About the Poet: Thomas Stearns Eliot better known as T. S. Eliot was an essayist, publisher, playwright, literary and social critic, and one of the twentieth century’s major poets. T SEliot was born in St. Louis, Missouri, on September 26, 1888 and died on 4 January 1965.
As a poet, he altered his affinity for the English metaphysical poets of the seventeenth century and the nineteenth century French symbolist poets including Baudelaire and Laforgue into radical innovations in poetic technique and subject matter. His poems in many respects articulated the disillusionment of a younger post–World War I generation with the values and conventions, both literary and social, of the Victorian era.

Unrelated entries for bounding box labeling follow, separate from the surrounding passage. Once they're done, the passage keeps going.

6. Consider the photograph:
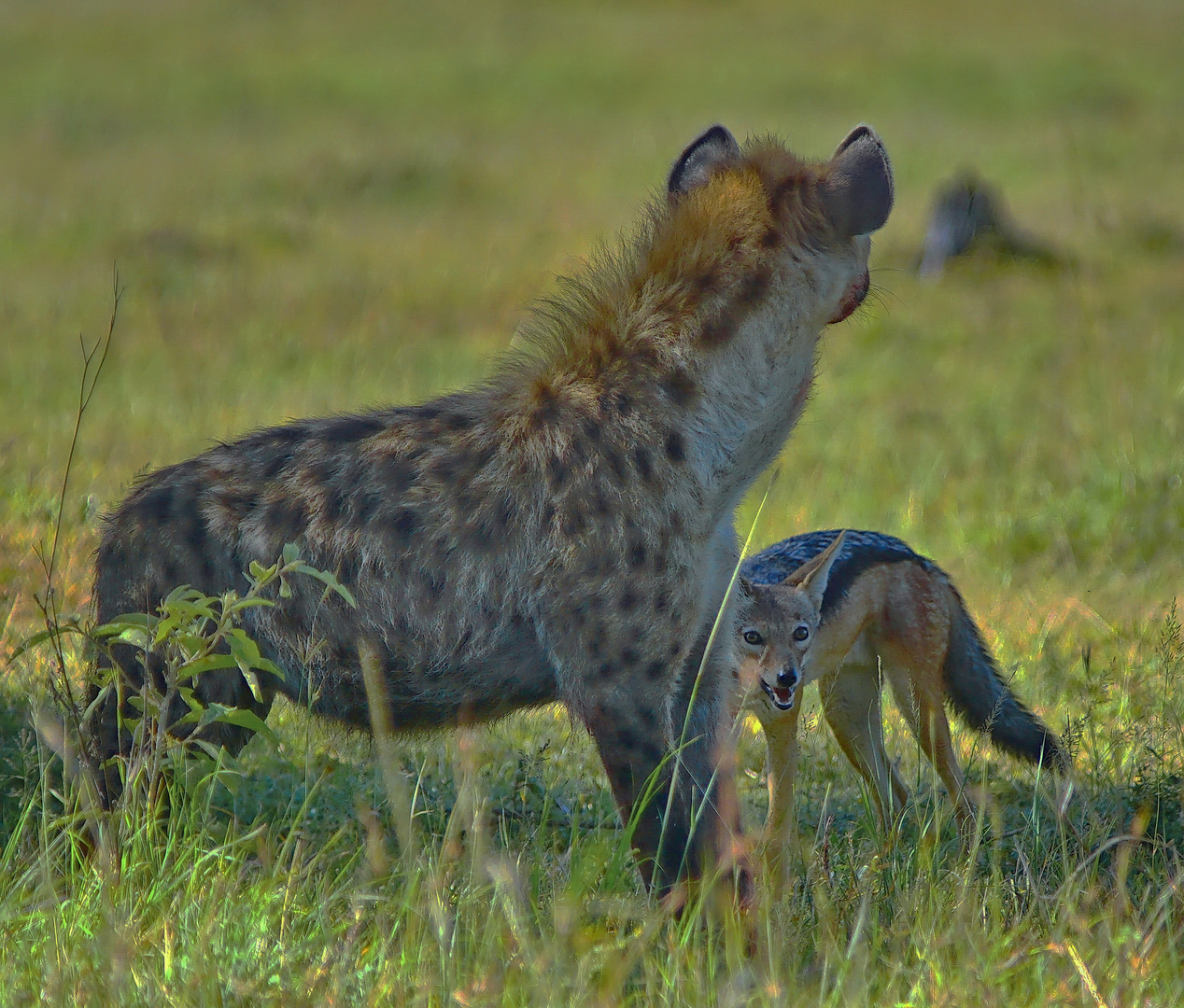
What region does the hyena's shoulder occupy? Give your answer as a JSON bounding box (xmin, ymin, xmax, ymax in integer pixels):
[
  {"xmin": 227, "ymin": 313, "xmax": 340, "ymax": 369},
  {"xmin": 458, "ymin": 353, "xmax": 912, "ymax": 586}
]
[{"xmin": 741, "ymin": 529, "xmax": 941, "ymax": 619}]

Skimbleshanks: The Railway Cat Summary by T. S. Eliot
We start the journey with the poet at the railway station. The Night Mail is ready to start. But it seems that everybody is restless and their murmuring and confused movements give us a feeling that they are waiting for someone to give a “green signal” for the journey. At last when it was 11.42 we see Skimble coming out of the luggage van and the signal goes “All Clear”. The train is set for the North.
Throughout the journey whenever you open your eyes or wherever the train stops you can see the cat somewhere on the train or out on the platform. The cat’s presence makes an impression that he is in charge of the train. The poet presents the cat as the most important one on the train. He is attributed with the roles of a supervisor, stationmaster’s friend or a patrolling police officer. He is present at the bagmen playing cards, he roams in the first class as well as the third class. He examines every passenger and we may feel that he never aproves of any riot. Naturally the passengers are quiet at night and it leaves an impression that he is responsible for such a calm atmosphere.
While you are going to your bed in your cabin you see the cat behind the guard. It may indicate that it is he who made the guard to ask your preference of weak or strong tea in the morning. Even when you sleep peacefully the cat continues its ’rounds’ on the train. The poet makes witty comments on the cat’s habit of drinking scotch whisky to make his night watch more vigilant. At every station the cat gets out of the train and refresh himself. In the morning whe you reach your station you can see Skimble in front of you bidding good bye to you. He gives you a wave of his long brown tail and tells you “ I’ll see you again!”.
This is the substance of the poem. In other words, the poet describes the importance and significance of Skimbleshanks and presents him as the most important passenger aboard the train. Eliot portrays how the cat caters to the needs of the passengers and the general security of the train.